One, two! One, two! And through and through
  
The vorpal blade went snicker-snack!

He left it dead, and with its head
  
He went galumphing back.

“And, has thou slain the Jabberwock?
  
Come to my arms, my beamish boy!

O frabjous day! Callooh! Callay!’
  
He chortled in his joy.

`Twas brillig, and the slithy toves
Did gyre and gimble in the wabe;
All mimsy were the borogoves,
And the mome raths outgrabe.

(from Through the Looking Glass)

Categories: Flotsam & Jetsam

The Twilight of Post-Modernism

November 1st, 2010 Leave a comment No comments

Jon Stewart may have stirred up something bigger than he bargained for in holding a “Rally For Sanity” on the National Mall on Saturday. I tuned in to the live broadcast partway through, and was pleasantly enough surprised by what I saw that I sat and watched until the end. Some of the music reminded me of the kind of mass festivals that were so popular back during the Vietnam era. I keep hearing all kinds of criticism about how Stewart didn’t do enough of this; should have done more of that; failed to meet expectations (which nobody seems able to clearly explain); blah, blah blah; but I saw glimmers of a hopeful spirit that has been missing from American popular culture for far too long.

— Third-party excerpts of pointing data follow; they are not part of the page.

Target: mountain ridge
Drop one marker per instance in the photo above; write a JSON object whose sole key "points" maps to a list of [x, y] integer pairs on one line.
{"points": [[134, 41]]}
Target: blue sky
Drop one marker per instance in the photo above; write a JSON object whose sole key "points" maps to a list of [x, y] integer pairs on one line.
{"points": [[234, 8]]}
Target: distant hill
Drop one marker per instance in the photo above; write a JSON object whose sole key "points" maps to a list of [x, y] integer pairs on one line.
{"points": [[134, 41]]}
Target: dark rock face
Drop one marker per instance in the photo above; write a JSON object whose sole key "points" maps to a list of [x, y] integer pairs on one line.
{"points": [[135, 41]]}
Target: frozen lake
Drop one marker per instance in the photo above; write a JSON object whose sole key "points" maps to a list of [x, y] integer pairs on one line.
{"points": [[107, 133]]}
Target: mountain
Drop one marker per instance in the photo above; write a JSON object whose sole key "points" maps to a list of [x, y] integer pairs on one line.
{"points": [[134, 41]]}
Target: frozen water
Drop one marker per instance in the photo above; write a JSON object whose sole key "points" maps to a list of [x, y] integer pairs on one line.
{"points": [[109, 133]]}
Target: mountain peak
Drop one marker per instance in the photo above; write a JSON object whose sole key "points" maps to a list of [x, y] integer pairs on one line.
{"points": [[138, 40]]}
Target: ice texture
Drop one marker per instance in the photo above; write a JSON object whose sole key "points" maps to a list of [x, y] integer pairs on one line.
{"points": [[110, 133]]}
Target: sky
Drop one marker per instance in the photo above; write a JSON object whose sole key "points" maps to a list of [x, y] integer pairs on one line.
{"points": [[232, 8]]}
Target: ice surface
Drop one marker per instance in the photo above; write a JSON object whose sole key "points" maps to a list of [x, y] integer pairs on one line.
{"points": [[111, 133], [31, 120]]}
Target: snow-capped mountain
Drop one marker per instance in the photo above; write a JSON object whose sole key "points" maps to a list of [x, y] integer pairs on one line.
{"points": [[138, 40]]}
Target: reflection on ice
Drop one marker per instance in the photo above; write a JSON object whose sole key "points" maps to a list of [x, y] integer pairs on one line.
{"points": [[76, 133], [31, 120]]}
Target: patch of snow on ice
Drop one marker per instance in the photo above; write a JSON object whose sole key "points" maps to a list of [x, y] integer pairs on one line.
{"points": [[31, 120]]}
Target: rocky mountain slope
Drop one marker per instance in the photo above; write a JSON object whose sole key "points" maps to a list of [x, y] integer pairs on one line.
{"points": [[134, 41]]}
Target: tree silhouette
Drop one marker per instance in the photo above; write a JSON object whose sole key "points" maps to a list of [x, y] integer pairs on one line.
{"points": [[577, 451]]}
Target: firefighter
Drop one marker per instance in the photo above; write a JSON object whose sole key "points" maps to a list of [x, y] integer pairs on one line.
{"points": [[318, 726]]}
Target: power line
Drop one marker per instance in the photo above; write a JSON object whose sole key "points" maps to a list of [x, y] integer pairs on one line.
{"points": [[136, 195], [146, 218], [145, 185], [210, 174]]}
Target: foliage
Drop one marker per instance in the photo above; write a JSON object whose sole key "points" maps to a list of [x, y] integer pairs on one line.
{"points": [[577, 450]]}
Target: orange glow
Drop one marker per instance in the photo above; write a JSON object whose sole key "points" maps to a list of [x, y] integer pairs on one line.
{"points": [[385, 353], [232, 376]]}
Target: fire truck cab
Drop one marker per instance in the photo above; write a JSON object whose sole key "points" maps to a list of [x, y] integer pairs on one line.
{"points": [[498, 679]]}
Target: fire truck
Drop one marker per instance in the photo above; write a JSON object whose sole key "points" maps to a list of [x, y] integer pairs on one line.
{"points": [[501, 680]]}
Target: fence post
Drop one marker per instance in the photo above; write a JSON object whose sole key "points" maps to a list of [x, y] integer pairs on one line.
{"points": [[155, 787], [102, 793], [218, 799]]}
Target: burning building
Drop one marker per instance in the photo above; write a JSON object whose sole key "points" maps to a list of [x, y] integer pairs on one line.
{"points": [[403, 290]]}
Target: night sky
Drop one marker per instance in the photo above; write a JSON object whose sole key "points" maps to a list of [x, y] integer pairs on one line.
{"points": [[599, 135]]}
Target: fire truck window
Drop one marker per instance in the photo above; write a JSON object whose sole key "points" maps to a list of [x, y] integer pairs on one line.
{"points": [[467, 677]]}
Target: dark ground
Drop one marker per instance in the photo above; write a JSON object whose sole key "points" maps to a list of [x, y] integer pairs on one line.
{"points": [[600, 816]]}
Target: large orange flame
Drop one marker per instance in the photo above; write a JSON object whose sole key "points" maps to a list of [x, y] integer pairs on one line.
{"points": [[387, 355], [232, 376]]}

There’s something going on when people en masse are turning to television comedians to interpret culture and news. But it’s no big mystery why, given the freak show that the corporate media tries to pass off as broadcast journalism. I usually avoid the latter like the plague, but every now and then I tune in when something unusual is going on. Most recently, I got caught up in the drama of the Chilean miners’ rescue. As the amazing event was wrapping up in real time, I had the misfortune of catching Katie Couric and a few of her lieutenants hovering around like buzzards, licking their lips over the prospect of stories that might be forthcoming about thoughts on cannibalism that the miners might have entertained during the dark days before they were located. It was obscene. They seemed to have absolutely zip self-awareness of how crude and uncivilized they sounded. And Katie Couric is a far cry from Rush Limbaugh and his ilk.

The optimist in me thinks we’re in the end game of the deconstructed-to-death landscape that post-modernism hath wrought. If there’s no such thing as objective truth, there’s no such thing as sanity, ethics, or a few other essential components of a healthy, functional society. The pillars of our outmoded institutions may be crumbling, but down here on the ground where real folk go about their daily business, there’s something positive and energizing going on. I think that’s what Jon Stewart and Steven Colbert tapped into on a blustery day in DC, and I hope they keep at it.